THE GLOBAL flavour industry has an estimated value in excess of US$1 billion per year. Jamaica is blessed with some of the finest natural flavours in the world, from Blue Mountain coffee to ginger and scotch bonnet pepper, and at higher than average concentrations in the plants which produce these flavours.
When these two facts are put together it makes perfect sense that we should seek to capitalise on our flavour resources in the growing international trade. The Ministry of Commerce, Science and Technology and the Ministry of Agriculture have jointly developed plans to stimulate the extraction of flavour products from Jamaican raw materials for the export market. The inter-ministerial collaboration is itself worthy of commendation, for too often the left hand does not know what the right hand is doing. One of the crucial and chronic problems faced by the agro-processing industry has been the availability of a regular supply of quality agricultural raw materials for processing. Ensuring supply of raw materials for flavour extraction in collaboration with the farming sector is therefore sensible business planning.
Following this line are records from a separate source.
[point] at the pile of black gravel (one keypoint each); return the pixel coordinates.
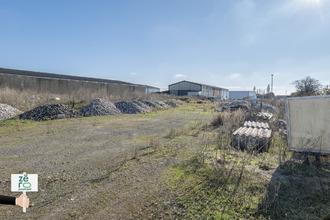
(7, 111)
(100, 107)
(51, 112)
(151, 104)
(161, 104)
(142, 105)
(128, 107)
(173, 104)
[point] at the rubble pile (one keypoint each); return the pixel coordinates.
(269, 108)
(173, 104)
(100, 107)
(161, 104)
(7, 112)
(127, 107)
(151, 104)
(51, 112)
(235, 105)
(142, 105)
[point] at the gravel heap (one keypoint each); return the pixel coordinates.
(150, 104)
(7, 112)
(269, 108)
(142, 105)
(162, 104)
(51, 112)
(173, 104)
(100, 107)
(128, 107)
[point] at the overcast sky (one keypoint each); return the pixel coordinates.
(236, 44)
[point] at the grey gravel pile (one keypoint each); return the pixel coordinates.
(51, 112)
(173, 104)
(100, 107)
(150, 104)
(162, 104)
(269, 108)
(142, 105)
(127, 107)
(7, 112)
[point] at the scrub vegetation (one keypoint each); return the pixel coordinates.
(169, 164)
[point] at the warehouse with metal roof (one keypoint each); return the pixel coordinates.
(186, 88)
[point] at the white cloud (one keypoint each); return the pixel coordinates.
(234, 75)
(180, 76)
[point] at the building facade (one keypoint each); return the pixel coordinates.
(242, 94)
(67, 84)
(186, 88)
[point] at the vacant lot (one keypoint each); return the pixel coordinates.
(93, 164)
(166, 164)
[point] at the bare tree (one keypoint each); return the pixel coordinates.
(307, 86)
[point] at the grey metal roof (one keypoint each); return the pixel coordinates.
(200, 84)
(60, 76)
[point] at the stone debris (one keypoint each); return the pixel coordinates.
(162, 104)
(51, 112)
(256, 124)
(7, 112)
(33, 97)
(128, 107)
(256, 139)
(268, 108)
(235, 105)
(173, 104)
(142, 105)
(151, 104)
(100, 107)
(252, 136)
(280, 124)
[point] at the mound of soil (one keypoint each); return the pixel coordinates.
(142, 105)
(173, 104)
(100, 107)
(162, 104)
(7, 112)
(151, 104)
(51, 112)
(129, 107)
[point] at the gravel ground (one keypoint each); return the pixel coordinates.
(142, 105)
(162, 104)
(100, 107)
(77, 164)
(7, 112)
(151, 104)
(51, 112)
(128, 107)
(173, 104)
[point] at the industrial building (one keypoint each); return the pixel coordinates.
(67, 84)
(186, 88)
(242, 94)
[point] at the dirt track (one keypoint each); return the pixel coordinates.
(87, 167)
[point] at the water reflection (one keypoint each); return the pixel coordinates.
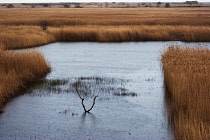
(103, 86)
(88, 87)
(87, 118)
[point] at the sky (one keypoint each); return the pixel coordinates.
(45, 1)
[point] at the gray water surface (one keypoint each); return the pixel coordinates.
(127, 77)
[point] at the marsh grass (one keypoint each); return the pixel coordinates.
(186, 75)
(22, 28)
(18, 70)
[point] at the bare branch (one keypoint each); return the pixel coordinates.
(84, 99)
(93, 104)
(78, 93)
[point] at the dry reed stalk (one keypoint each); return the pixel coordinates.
(18, 70)
(186, 75)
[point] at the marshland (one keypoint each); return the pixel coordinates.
(151, 82)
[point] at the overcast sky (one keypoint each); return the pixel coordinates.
(44, 1)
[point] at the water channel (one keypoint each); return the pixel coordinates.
(127, 77)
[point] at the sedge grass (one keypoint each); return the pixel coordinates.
(18, 70)
(186, 75)
(20, 28)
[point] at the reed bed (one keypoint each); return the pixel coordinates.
(21, 28)
(18, 70)
(187, 80)
(17, 37)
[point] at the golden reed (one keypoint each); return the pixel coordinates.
(187, 80)
(18, 70)
(20, 28)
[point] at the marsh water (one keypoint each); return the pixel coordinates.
(126, 77)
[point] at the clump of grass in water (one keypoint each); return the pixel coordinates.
(50, 86)
(186, 76)
(102, 86)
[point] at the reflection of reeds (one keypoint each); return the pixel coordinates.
(18, 70)
(186, 75)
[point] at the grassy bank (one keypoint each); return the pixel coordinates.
(20, 28)
(17, 71)
(186, 75)
(17, 37)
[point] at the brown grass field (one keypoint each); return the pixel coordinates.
(20, 28)
(186, 70)
(187, 80)
(17, 71)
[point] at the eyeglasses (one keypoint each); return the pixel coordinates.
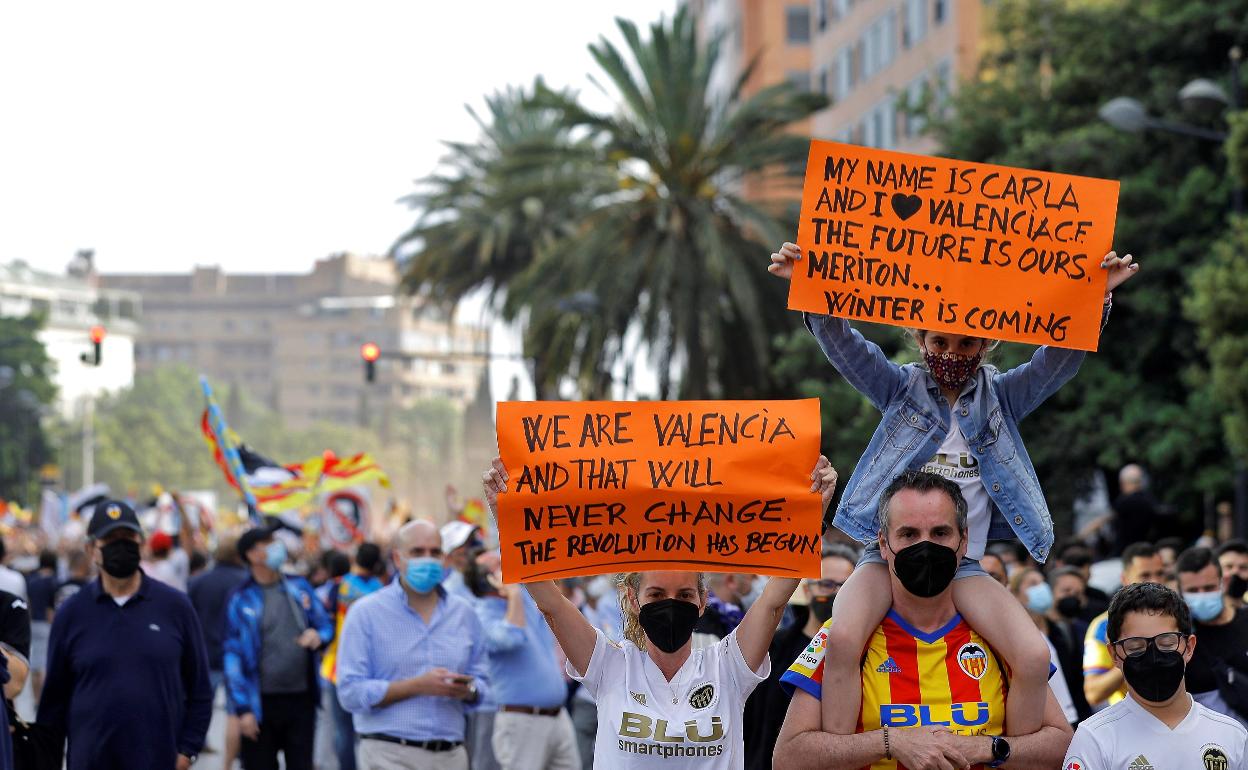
(1133, 647)
(828, 584)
It is more the rule than the exception to announce wishes and intentions with great fanfare and to applause, but Phillip Paulwell has assured his audience at the opening of the Western Regional Office of the Ministry of Commerce, Science and Technology in Montego Bay that the flavour-extracting technology called the spinning cone column has already been purchased at a cost of US$300,000 (J$15 million). This is a rather modest investment, compared to many other state projects, but a very significant one by the Government to jump-start a new area of production with great potential for future export earnings. The purchased technology is scheduled to be installed in Jamaica by mid-year with processing to get under way in Bull Savannah, St. Elizabeth within four months.
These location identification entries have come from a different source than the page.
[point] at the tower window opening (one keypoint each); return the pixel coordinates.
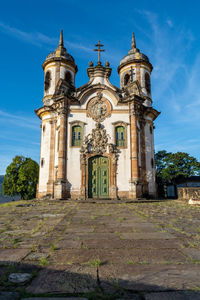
(120, 136)
(126, 79)
(42, 162)
(147, 83)
(47, 81)
(76, 136)
(68, 77)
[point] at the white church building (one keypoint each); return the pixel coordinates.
(97, 140)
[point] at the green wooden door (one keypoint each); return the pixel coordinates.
(98, 177)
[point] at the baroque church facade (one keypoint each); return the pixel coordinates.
(97, 140)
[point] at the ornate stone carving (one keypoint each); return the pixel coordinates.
(97, 142)
(99, 108)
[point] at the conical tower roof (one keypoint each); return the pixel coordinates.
(134, 55)
(60, 52)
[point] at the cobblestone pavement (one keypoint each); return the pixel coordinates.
(100, 250)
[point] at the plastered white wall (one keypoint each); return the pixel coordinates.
(45, 151)
(73, 153)
(149, 144)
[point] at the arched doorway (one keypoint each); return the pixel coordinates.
(98, 177)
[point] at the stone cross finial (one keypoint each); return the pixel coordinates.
(132, 73)
(99, 51)
(133, 43)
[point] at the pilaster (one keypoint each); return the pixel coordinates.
(60, 184)
(135, 186)
(50, 183)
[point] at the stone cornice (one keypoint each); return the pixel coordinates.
(136, 61)
(151, 112)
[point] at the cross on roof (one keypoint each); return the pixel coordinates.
(99, 45)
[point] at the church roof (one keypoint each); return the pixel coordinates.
(134, 55)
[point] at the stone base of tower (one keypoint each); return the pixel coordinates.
(135, 190)
(60, 189)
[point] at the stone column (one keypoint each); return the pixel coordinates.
(143, 158)
(83, 163)
(50, 183)
(60, 188)
(133, 110)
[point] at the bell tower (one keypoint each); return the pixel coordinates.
(59, 64)
(135, 66)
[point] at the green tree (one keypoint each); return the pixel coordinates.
(171, 168)
(21, 178)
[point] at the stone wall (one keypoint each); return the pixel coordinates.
(187, 193)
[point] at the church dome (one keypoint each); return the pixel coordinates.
(63, 54)
(60, 52)
(133, 55)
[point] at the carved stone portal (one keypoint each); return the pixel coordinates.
(99, 108)
(96, 143)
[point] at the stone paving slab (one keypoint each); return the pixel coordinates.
(149, 235)
(70, 280)
(193, 253)
(123, 242)
(118, 243)
(13, 255)
(152, 277)
(53, 298)
(115, 255)
(9, 296)
(180, 295)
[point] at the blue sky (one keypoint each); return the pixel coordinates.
(166, 31)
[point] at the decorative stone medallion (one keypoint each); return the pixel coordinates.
(99, 108)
Our traditional agricultural products are facing substantial problems on the world market and declining production at home. Diversification into non-traditionals, especially with value-added, has to be the wave of the future. The Ministries of Commerce, Science and Technology, and Agriculture are seeking to inject new technologies into the agro-industrial sector and to generate new products for niche markets in which we may have some special advantage as in the flavour market, as Mr. Paulwell observed last week.
The S&T sector has done a great deal of research and development work on agro-industrial problems and all forces must now be harnessed to move from dream to market.